Injection the preparation method comprises the following steps:
(1) by Tween-80, soybean lecithin, rilanit special, formaldehyde condensation sodium hydrosulfide, sodium citrate, Metagin Ester, propylben are separately added into injection water, are stirred to dissolve.
(2) Ceftiofur zinc is added in n,N dimethylformamide, is slowly heated, the rate of heat addition is 3 DEG C/min, is stirred It mixes to dissolution, heating temperature is at 60 DEG C.

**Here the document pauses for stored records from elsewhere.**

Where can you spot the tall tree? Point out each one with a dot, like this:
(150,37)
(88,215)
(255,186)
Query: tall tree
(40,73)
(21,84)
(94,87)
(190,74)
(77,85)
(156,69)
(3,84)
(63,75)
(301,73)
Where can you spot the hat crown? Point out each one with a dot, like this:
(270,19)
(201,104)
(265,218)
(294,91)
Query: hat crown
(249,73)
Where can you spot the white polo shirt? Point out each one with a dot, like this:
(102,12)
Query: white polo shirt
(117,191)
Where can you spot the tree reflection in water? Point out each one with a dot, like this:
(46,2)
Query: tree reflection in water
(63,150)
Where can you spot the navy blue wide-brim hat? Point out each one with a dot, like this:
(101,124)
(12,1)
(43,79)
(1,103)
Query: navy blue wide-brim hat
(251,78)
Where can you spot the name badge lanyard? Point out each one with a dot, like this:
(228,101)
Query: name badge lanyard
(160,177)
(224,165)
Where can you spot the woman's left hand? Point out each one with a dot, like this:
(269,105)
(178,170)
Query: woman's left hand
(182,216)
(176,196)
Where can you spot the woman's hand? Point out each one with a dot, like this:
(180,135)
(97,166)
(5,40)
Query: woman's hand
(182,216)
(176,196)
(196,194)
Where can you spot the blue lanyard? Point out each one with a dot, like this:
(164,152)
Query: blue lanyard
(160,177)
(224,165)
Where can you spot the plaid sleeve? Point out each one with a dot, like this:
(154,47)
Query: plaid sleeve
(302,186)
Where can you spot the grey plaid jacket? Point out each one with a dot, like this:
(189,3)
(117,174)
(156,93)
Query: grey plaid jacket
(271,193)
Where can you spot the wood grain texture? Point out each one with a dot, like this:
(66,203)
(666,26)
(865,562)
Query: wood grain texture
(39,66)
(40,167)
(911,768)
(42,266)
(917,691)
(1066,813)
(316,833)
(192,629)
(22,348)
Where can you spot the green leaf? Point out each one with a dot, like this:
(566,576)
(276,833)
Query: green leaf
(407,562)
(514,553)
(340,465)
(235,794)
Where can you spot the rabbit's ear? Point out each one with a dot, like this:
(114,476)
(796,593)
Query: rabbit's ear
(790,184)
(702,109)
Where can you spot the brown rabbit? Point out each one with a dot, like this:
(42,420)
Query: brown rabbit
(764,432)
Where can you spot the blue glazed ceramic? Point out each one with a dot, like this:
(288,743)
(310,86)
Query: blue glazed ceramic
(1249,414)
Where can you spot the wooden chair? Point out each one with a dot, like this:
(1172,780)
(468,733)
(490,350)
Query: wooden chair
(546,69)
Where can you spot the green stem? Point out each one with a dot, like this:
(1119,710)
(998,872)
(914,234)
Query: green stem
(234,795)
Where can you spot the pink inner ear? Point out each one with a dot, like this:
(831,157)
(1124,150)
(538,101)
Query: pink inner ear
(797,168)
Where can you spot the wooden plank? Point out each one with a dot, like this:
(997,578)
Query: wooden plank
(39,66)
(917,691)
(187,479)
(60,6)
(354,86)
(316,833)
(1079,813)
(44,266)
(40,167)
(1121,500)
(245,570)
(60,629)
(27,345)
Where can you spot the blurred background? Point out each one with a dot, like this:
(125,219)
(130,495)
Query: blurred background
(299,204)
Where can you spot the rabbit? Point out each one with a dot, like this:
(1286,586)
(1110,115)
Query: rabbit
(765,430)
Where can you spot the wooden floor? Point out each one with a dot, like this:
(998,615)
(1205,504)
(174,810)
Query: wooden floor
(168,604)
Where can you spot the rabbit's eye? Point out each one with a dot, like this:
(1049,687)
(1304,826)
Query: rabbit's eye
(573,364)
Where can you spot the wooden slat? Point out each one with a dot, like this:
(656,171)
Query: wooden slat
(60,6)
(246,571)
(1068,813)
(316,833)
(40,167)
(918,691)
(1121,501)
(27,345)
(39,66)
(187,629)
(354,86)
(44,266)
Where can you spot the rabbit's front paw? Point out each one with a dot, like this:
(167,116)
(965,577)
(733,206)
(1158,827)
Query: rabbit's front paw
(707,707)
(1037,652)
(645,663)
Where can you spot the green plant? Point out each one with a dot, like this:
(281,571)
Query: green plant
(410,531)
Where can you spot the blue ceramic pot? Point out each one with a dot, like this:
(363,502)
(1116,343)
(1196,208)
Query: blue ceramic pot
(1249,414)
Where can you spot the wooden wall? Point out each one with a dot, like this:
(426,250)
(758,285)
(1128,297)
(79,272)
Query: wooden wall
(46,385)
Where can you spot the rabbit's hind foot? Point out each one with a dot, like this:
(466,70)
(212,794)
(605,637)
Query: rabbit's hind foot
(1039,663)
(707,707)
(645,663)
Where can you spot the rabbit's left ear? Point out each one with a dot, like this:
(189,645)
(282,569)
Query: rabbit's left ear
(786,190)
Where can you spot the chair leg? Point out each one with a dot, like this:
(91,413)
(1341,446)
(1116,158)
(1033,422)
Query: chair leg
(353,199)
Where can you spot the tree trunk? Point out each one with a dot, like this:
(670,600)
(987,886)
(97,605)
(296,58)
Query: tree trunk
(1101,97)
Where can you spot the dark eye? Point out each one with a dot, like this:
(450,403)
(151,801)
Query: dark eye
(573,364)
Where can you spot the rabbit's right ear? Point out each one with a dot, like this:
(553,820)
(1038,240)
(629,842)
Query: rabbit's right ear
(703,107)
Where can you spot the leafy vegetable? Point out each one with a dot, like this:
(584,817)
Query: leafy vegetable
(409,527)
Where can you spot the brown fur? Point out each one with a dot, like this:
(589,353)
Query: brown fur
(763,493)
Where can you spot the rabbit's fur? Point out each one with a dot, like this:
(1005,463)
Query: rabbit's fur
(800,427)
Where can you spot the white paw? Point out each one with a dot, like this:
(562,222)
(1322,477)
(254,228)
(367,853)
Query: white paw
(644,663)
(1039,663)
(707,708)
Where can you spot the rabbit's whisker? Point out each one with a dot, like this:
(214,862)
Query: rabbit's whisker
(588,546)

(3) when the solution of step (2) preparation is added in the solution of step (1), stirring while adding, agitating paddle radius is not small In 10cm, mixing speed is 90~120r/min, and water for injection constant volume sterilizes to obtain the final product.Through cephalo made from above-mentioned preparation method In thiophene furan zinc injection, the partial size of Ceftiofur zinc is at 20 μm or less.
Embodiment 4
A kind of injection is by Ceftiofur zinc;Suspending agent;Thickener;Antioxidant;PH adjusting agent;Bacteriostatic agent;Solvent Polishing contains Ceftiofur zinc 12.0g, poloxamer F188 1.0g, hydrogenated castor to 100 parts in specially every 100mL solution Oily 2.0g, formaldehyde condensation sodium hydrosulfide 0.2g, sodium citrate 0.3g, methylparaben 0.03g, propylben 0.08g, N, N Dimethyl acetamide 15mL, injection water polishing to 100mL.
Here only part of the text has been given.